Rose und die anderen halfen Rakkhan dabei, seinen Stamm zu mobilisieren. Die Ältesten und die Kinder sollten auf eine andere Insel ziehen und in dem dortigen unterirdischen Lager Zuflucht suchen. Sie verfügten über genügend Ressourcen, um dort zumindest vorübergehend ein neues Leben zu beginnen. Die jungen Männer und Frauen, die bei uns blieben, halfen ihnen, ihre Taschen zu packen und sich auf den langen Weg vorzubereiten.
Zusammen mit Ridan und Dmitri machte ich mich daran, Amanes Gruppe auf die Plage zu testen.
»Ihr stecht einfach mit der scharfen Nadel in die Haut«, erklärte Rakkhan und zeigte auf die Nadel des stiftartigen Geräts. »Das Licht am Ende wird rot, wenn der Test positiv auf das Virus reagiert. Sonst bleibt es blau. Taucht die Spitze in diese Flüssigkeit, bevor ihr die nächste Person testet«, fügte er hinzu und reichte mir ein kleines Glas, das mit einer klaren Flüssigkeit gefüllt war. »Es ist ein starkes Desinfektionsmittel, das so ziemlich jede Art von Mikroorganismus abtötet. Auf diese Weise werden keine Bakterien durch die Nadel weitergegeben, falls jemand infiziert ist.«
Ich nickte ihm dankbar zu und verließ dann in Begleitung von Ridan und Dmitri die Hütte. Wir gingen an den vielen Zelten und Lagerfeuern vorbei, die die Draenir entlang des Hauptweges errichtet hatten und die im Schatten der dichten Baumkronen, die sich über unsere Köpfe erstreckten, lagen. In der Ferne dröhnte es am Himmel, aber angesichts der Wetterbedingungen war es schwer, zwischen Donnerschlägen und sich nähernden Überschallknallen der Vollkommenen zu unterscheiden.

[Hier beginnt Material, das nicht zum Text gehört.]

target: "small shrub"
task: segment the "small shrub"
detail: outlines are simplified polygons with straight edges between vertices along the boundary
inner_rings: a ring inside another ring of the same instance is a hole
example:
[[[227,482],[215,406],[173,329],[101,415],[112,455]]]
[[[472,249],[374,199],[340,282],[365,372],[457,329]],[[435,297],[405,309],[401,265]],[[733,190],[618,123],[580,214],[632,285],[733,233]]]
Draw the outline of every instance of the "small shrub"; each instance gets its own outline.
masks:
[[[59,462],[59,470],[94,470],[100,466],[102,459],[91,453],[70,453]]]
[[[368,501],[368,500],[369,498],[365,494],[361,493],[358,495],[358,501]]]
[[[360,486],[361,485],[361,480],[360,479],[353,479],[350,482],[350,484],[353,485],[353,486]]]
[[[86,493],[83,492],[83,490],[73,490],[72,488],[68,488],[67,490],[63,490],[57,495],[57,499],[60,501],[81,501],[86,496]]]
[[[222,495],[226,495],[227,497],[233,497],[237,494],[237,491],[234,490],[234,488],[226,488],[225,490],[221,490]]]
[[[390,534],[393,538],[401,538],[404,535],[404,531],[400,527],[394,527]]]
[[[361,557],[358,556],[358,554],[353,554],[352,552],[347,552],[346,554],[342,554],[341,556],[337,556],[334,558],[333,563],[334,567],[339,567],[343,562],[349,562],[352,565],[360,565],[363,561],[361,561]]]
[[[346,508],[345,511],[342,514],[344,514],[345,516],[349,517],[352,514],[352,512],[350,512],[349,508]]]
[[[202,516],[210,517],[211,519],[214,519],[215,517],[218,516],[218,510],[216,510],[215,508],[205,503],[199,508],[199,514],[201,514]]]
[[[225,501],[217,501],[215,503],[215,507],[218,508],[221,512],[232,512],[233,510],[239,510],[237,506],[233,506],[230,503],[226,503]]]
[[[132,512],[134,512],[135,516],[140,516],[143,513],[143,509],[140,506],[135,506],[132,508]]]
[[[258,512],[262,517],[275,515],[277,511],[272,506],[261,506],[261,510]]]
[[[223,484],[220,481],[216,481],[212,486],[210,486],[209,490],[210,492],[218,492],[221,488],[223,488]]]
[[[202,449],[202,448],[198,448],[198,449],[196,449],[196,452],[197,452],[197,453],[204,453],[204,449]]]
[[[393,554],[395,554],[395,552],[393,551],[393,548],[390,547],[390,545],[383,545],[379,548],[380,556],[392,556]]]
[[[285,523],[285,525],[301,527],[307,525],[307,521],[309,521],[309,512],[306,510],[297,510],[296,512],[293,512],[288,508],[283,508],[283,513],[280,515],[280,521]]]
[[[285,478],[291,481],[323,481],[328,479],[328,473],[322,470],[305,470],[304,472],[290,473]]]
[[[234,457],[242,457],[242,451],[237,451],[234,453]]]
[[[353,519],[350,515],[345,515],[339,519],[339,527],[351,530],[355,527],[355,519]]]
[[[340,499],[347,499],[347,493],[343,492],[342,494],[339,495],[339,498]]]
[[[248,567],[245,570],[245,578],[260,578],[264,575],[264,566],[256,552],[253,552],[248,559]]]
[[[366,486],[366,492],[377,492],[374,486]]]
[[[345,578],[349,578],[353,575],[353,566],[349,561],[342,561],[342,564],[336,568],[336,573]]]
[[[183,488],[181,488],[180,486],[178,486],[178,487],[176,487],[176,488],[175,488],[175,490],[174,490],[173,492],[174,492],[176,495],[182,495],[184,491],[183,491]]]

Meinem Wahren Blick nach zu urteilen waren keine Feinde in der Nähe, aber ich konnte nicht sagen, ob sie sich nur besonders gut versteckt hatten oder ob wir sie tatsächlich abgeschüttelt hatten. Vorerst war ich einfach nur dankbar für diesen Augenblick des Friedens. Ich war begeistert darüber, dass noch Draenir lebten. Das zeigte mir, dass TaʼZan nicht so allmächtig war, wie er behauptete. Das Leben bahnte sich doch immer einen Weg, über die Mittel und Pläne eines Wissenschaftlers hinaus.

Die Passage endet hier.